Doch die Stimme des echten Nepp ist leise, voller Bedacht wägt er jedes Wort ab. Schlagender Burschenschaftler bei der "Aldania" (Motto: "Ehre, Freiheit, Vaterland") ist er zwar, doch eigentlich schätze er dort eher das "gesellige Beisammensein" als das ganz große Gefecht. Und natürlich die "Erhaltung und Förderung der deutschen Kultur", wie es auf der Homepage der Verbindungsbrüder heißt.

Weißes Hemd, grüne Spritzer

Aus einer Unternehmerfamilie stammt er, Papierfachhandel, gehobenes Wiener Bürgertum, Monogramm DFN (Dominik Friedrich Nepp) am ganz leicht spannenden, blütenweißen Hemd. Wiener Hausmannskost ("aus Omas Kochbuch") mag er und ab und zu auch einen "reschen G'spritzten". Seine Frau Barbara sitzt für die FPÖ im ORF-Publikumsrat, seine beiden Kinder und der Hund halten ihn auf Trab, und so braucht er als Aufputschmittel weder Wodka noch Red Bull. Und abseits von Ibiza bringt ihn eigentlich nur eines echt auf die Palme: "Zuletzt wirklich geärgert habe ich mich über Kernölspritzer auf Hemd und Krawatte", verrät er den Fans auf seiner Homepage.

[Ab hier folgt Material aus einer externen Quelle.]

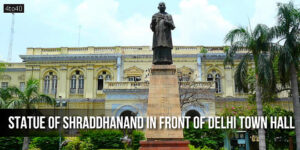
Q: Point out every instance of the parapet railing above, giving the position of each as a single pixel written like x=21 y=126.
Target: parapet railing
x=145 y=85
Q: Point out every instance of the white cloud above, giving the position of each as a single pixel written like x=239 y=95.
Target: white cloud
x=197 y=23
x=265 y=12
x=200 y=23
x=99 y=18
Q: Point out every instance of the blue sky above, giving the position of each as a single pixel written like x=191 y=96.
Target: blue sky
x=55 y=23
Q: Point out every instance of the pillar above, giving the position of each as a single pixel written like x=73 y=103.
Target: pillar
x=119 y=65
x=62 y=82
x=228 y=88
x=89 y=83
x=199 y=67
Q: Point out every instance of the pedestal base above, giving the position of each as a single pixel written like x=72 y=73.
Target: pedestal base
x=164 y=145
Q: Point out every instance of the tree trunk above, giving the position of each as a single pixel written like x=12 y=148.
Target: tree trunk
x=25 y=143
x=296 y=103
x=259 y=107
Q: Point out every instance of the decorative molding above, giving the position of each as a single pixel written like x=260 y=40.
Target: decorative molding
x=5 y=77
x=132 y=71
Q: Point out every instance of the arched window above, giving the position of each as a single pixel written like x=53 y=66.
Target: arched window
x=100 y=82
x=107 y=78
x=73 y=84
x=216 y=77
x=218 y=83
x=210 y=77
x=192 y=114
x=81 y=84
x=54 y=84
x=46 y=84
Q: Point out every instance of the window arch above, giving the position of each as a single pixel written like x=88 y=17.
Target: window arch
x=215 y=77
x=54 y=84
x=103 y=77
x=77 y=82
x=46 y=84
x=50 y=82
x=218 y=83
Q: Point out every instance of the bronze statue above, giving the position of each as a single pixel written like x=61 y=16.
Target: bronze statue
x=161 y=25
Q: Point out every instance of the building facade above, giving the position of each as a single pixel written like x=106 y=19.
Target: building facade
x=116 y=78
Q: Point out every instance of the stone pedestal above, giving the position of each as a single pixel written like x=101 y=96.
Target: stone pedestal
x=163 y=100
x=164 y=145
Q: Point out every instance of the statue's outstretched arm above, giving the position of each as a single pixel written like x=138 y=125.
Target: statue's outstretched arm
x=153 y=23
x=170 y=22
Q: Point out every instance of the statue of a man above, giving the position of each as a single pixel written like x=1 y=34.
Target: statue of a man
x=161 y=25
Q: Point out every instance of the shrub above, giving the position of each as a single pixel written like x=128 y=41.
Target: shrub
x=103 y=138
x=11 y=143
x=210 y=138
x=46 y=143
x=76 y=144
x=137 y=136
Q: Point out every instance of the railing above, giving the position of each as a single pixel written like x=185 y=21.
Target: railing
x=76 y=91
x=126 y=85
x=80 y=91
x=53 y=91
x=197 y=85
x=46 y=91
x=145 y=85
x=72 y=91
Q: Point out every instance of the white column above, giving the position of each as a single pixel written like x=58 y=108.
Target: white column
x=199 y=68
x=119 y=64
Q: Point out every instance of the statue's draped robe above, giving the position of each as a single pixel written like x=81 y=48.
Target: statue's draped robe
x=161 y=25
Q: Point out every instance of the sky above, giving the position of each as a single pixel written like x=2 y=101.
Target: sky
x=57 y=23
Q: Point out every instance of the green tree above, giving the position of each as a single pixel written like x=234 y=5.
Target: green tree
x=258 y=43
x=205 y=137
x=27 y=99
x=288 y=20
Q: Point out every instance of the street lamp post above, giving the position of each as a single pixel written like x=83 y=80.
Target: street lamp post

Dominik Nepp scheint es nicht eilig zu haben, schließlich ist er erst 37 und sitzt nicht zuletzt aufgrund seiner unverbrüchlichen Loyalität zu Strache bereits jetzt punktgenau dort, wo die Macht immer noch wohnt: Dank sehr spezieller Parteienförderungsstruktueren ist die Wiener FPÖ nämlich die mit Abstand wohlhabendste Landesfraktion, gegen ihren Willen geht im Bund gar nichts. Ibiza hin, Rücktritt her, "Rockstar", das ist der Beiname, den Strache innerhalb der Wiener Blauen noch immer hat. Und nachdem Johann Gudenus als Straches Wiener Statthalter aus sattsam bekannten Gründen komplett aus dem Rennen ist, hält nun eben Nepp die Stellung. Denn was ihn und Strache von jeher einte, war "dieser Drang, den Menschen zu helfen". Nun helfen sie sich halt gegenseitig.

Ring Freiheitlicher Skateboarder

Dabei war Nepp in dem Alter, in dem sein späterer väterlicher Förderer noch im teutonischen Tann Paintball spielte, irgendwie noch ganz anders drauf: Ein Skateboarder sei er gewesen, mit weiten Schlabberhosen und unbändiger Haarpracht, mit Guns n'Roses, Metallica und Nirvana auf der Playlist. Fürs Protokoll: "Nein, gekifft habe ich nie, nicht einmal probiert." Doch dann, ziemlich plötzlich: Döblinger Bezirksobmannstellvertreter des Rings Freiheitlicher Jugend, rasch dessen Obmann, dann Bezirkschef bei den Erwachsenen, dann Gemeinderat - was für eine Wende!

Aber warum? Die politisches Sozialisierung des Zöglings Nepp erfolgte eines heißen Sommertages, er war Gymnasiast und mit seinem Cousin auf dem Heimweg vom Schafbergbad. Plötzlich: eine Jugendbande, die dem Duo in den Weg verstellt. Und ein heftiger Schlag, der wie aus dem Nichts auf den Cousin niedergeht. Warum? "Das weiß ich nicht mehr", sagt Nepp. Und auch woher die Angreifer ihrer Herkunft nach kamen, kann er nicht mehr genau sagen: "Aber nicht von uns." Der Cousin war trotz Hämatoms bald wieder auf den Beinen, doch ein blauer Fleck blieb fürs Leben: nicht beim Cousin, sondern bei Nepp.

Der Beitrag ist ursprünglich in der Printausgabe von News (29/2019) erschienen.